Actually the N95 part of that code is the component identifier stating that it is the one on the steering wheel so don't mess around under the seat.


----------



## sebich1 (Dec 10, 2007)

*Re: (mechsoldier)*

ok...so i think i will have to order the housing behind the steering wheel...and butt connectors....















another 60$ easy !!!
but Headache5678 had the same code right ??? so what is the difference ???

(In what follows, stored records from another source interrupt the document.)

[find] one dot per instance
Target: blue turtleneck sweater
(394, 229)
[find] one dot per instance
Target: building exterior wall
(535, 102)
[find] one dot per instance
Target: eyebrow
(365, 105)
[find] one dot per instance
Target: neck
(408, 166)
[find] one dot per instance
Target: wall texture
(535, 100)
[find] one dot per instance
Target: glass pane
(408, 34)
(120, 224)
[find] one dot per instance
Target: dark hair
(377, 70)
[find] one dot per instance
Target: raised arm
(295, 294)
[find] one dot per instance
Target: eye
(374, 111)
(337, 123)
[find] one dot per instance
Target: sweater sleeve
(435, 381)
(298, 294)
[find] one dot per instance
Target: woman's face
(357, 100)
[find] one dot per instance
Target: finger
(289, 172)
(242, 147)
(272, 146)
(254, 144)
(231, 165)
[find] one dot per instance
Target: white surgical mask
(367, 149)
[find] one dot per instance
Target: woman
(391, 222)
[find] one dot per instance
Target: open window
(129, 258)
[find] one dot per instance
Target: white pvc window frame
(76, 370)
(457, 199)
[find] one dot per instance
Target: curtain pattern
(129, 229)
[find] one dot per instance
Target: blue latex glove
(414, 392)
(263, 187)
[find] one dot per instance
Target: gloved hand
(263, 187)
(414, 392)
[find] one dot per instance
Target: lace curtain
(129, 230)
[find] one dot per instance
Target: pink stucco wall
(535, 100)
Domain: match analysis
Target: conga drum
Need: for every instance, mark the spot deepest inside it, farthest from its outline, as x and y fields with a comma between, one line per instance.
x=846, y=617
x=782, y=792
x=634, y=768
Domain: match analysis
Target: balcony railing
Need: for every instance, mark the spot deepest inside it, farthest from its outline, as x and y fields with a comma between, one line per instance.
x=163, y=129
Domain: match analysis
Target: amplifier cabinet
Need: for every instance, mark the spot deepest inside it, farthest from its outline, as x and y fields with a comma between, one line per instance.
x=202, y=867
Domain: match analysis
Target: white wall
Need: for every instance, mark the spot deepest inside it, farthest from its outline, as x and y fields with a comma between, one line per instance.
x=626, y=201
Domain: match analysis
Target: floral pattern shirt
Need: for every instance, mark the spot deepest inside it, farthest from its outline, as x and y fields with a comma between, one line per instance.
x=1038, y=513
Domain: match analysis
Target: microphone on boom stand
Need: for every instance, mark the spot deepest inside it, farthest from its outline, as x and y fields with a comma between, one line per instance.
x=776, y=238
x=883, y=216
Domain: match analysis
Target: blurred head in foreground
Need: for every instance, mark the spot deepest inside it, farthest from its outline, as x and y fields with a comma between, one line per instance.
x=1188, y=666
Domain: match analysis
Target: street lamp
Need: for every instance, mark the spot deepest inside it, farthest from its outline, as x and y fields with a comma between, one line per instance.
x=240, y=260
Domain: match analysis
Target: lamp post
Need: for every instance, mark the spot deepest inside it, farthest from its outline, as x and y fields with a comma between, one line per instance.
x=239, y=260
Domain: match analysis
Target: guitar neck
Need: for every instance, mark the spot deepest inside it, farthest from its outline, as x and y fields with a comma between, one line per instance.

_Modified by sebich1 at 1:11 PM 3-4-2009_


----------



## VlaD2803 (Jul 15, 2021)

2021
My passat b5.5 has same issue.

I solved 00588 N95 Resistance too high after I removed the yellow connector and I connected the cables between them. I removed the yellow connector from picture attached.
It is under the driver seat.
I used a vag-com scanner and I cleared the error and the airbag light has gone.


Regards!

*thank you @*Fixxxer !



Later Edit on August 13, 2021: *

The light came back to my panel board, although hoping I fixed the issue removing the yellow connector under seat driver side but this is not a solution. I think have a problem in my steering wheel because as I tried first, I removed the airbag from it and I sprayed with an Electric Connectors Spray and after that I've successfully removed the error using a VCDS VAG Com interface. But this is not a long term solution because I am writing now after about one month and the error came back. I think there is an error with the clock spring or there is a weak imperfect contacts under my airbag. I think next time when the error came back I will try to fix the cables of yellow connector for Airbag.

I will update you once I have news.


***Do not remove the yellow connector under driver side and first try to spray with an Electric contact spray under steering wheel airbag and after that try to delete the error 0588 Resitance too High (Airbag Igniter Driver Side).* 

Regards!!


----------